The Christmas Carol Concert
and here a single Christmas tree - multi-coloured and signalling the entrance to the town hall
with its marble columns and pink Cheshire sandstone blocks. Then inside a great wooden staircase, stained glass windows, a chandelier and a smear of green garland. It is Christmas
and time for brass bands and choirs singing carols, and joining in (because I know each word) and feeling that at just that moment I am happy.

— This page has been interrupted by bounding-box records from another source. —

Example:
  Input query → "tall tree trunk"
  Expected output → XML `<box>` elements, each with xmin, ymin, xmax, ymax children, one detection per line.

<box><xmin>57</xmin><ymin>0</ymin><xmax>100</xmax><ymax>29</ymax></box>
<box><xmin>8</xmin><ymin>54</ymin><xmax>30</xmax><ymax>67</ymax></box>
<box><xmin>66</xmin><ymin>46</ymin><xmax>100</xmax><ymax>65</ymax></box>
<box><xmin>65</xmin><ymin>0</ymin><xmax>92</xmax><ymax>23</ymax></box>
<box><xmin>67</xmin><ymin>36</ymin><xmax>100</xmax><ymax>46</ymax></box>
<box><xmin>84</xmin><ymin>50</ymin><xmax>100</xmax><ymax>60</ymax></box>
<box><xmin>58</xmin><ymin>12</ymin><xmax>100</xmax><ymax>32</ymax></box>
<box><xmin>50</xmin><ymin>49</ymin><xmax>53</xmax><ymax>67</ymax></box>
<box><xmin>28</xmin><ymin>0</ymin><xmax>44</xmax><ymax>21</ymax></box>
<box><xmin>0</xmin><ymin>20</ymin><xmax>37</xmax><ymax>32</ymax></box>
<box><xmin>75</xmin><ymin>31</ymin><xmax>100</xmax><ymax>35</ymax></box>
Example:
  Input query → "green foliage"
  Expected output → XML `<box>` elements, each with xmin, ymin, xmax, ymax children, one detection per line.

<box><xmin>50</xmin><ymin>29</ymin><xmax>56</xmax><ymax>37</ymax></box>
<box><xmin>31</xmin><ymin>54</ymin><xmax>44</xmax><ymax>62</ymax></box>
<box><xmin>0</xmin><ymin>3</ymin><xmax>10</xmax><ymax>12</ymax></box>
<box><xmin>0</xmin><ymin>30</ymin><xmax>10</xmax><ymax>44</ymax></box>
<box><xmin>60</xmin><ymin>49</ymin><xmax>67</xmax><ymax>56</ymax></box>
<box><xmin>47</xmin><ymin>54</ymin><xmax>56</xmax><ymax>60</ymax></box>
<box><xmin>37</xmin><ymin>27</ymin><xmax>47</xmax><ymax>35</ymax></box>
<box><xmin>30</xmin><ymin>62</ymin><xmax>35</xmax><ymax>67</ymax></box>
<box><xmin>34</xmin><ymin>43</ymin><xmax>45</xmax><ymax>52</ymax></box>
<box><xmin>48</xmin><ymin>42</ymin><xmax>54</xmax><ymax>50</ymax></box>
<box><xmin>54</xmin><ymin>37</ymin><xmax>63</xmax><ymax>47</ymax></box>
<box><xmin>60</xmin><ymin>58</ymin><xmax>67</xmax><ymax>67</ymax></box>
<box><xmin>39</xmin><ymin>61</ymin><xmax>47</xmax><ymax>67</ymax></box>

All the recent cares fall away and I remember how it was when I was young that I meant every word and I too could 'sing in exultation'
as if I too were an angel dressed in a swan-white dress
praising God or blasting the last trumpet or wishing I had been a shepherd with the other shepherds blowing on my fingers against the cold
or, better, in with the wise men smelling of frankincense or myrrh following a star to a stable smelling of a sweet fug of hay and a child mother too young to be anything but innocent and beautiful.
And then the music stops and winter sets in and I remember other Christmases - that time in Manchester when a woman seemed so raw with grief that it hurt to see her from my window on a train, and then, more recently my parents determinedly laughing over unfunny jokes, and last year my mother-in-law delightedly opening presents from a large man dressed as a fairy - and then opening exactly the same presents again with just as much surprise and happiness a few seconds later.
Outside Father Christmas oversees his kingdom and the choir marches past. 'I hate Christmas' one of the altos told me last week - with such a quiet intensity I did not ask why.